Kegiatan ini dilaksanakan pada 3 Februari 2026 di Kantor Kelurahan Desa Mranggen, Kecamatan Mranggen, Kabupaten Demak, dengan melibatkan perangkat desa dan stakeholder terkait. Melalui perencanaan desain yang terstruktur dan berorientasi kebutuhan masyarakat, program ini diharapkan mampu mengoptimalkan fungsi lapangan desa sebagai pusat aktivitas olahraga, sekaligus menciptakan ruang usaha UMKM yang tertata, nyaman, dan representatif. Dengan demikian, lapangan desa tidak hanya berperan sebagai sarana rekreasi dan olahraga, tetapi juga sebagai penggerak aktivitas ekonomi lokal yang berkelanjutan.
“Sebelum memasuki tahap perancangan, kegiatan diawali dengan observasi lapangan dan pengumpulan data secara langsung di wilayah Desa Mranggen. Mahasiswa KKN-T Tim 37 Universitas Diponegoro melaksanakan survei untuk mengidentifikasi kondisi fisik lapangan, meliputi luas area, topografi, aksesibilitas, serta ketersediaan sarana dan prasarana pendukung. Selain itu, dilakukan pula perhitungan jumlah lapak UMKM serta pengukuran dimensi masing-masing lapak sebagai dasar perencanaan penataan ruang”, ucap Rendi Ardiansyah, koordinator program desain lapangan

Berdasarkan hasil observasi tersebut, mahasiswa melakukan analisis terhadap potensi lapangan dan kebutuhan fasilitas yang diperlukan guna mendukung kegiatan olahraga serta pengembangan UMKM lokal. Tahap selanjutnya adalah penyusunan perencanaan desain yang diawali dengan pembuatan sketsa tata letak dua dimensi (2D) yang menggambarkan penataan zona aktivitas, lapangan olahraga, fasilitas pendukung, serta akses jalan. Sketsa tersebut kemudian dikembangkan ke dalam bentuk visualisasi model tiga dimensi (3D) agar rancangan desain dapat dipahami secara lebih jelas, komprehensif, dan realistis oleh seluruh pihak terkait.
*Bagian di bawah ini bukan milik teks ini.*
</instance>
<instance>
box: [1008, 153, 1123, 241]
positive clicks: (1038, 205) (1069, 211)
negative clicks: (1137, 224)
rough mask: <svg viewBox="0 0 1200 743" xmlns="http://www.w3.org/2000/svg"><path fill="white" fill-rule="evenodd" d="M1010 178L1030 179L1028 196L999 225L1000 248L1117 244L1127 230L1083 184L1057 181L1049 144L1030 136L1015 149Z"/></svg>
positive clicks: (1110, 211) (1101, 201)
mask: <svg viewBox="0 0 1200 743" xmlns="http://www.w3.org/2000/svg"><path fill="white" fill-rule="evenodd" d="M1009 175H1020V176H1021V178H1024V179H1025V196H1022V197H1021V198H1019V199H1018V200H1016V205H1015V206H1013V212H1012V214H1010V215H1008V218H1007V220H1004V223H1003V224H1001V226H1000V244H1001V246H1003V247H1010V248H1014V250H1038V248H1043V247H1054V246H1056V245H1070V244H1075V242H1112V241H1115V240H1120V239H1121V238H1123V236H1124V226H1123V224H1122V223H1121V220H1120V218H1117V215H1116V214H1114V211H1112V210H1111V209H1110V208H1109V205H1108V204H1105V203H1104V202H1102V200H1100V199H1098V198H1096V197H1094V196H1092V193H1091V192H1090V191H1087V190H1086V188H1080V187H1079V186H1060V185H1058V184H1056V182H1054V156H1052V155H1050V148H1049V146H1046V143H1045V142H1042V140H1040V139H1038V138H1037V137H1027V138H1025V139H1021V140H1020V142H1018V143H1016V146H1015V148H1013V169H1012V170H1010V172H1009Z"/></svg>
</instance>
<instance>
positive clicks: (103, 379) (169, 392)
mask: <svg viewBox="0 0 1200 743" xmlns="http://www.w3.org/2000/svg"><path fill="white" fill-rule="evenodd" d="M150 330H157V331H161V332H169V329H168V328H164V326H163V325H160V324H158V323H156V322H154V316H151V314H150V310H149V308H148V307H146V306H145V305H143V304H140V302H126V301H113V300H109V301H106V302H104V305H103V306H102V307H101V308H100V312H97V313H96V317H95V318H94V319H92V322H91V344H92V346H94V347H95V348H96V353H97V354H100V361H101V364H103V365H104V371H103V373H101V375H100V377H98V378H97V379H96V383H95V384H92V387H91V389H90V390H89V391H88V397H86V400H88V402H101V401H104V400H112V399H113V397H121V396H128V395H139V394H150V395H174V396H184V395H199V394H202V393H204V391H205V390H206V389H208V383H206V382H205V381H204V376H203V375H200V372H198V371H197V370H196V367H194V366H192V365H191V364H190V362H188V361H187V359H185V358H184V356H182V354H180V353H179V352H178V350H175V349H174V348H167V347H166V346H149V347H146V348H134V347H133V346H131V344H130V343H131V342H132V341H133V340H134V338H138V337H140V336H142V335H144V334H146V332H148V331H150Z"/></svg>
Proses perancangan dilakukan secara bertahap dan terintegrasi dengan kondisi lingkungan sekitar. Selama proses tersebut, mahasiswa secara aktif melakukan asistensi dan konsultasi dengan Dosen Pembimbing Lapangan (DPL) guna memastikan kesesuaian desain dengan kondisi aktual di lapangan serta kebutuhan masyarakat desa. Melalui program ini, diharapkan “Desain Penataan dan Pengembangan Lapangan Terbuka Desa guna Mendukung Kegiatan Olahraga dan UMKM Lokal” dapat menjadi acuan perencanaan yang aplikatif dan siap direalisasikan dalam pengembangan lapangan desa ke depan.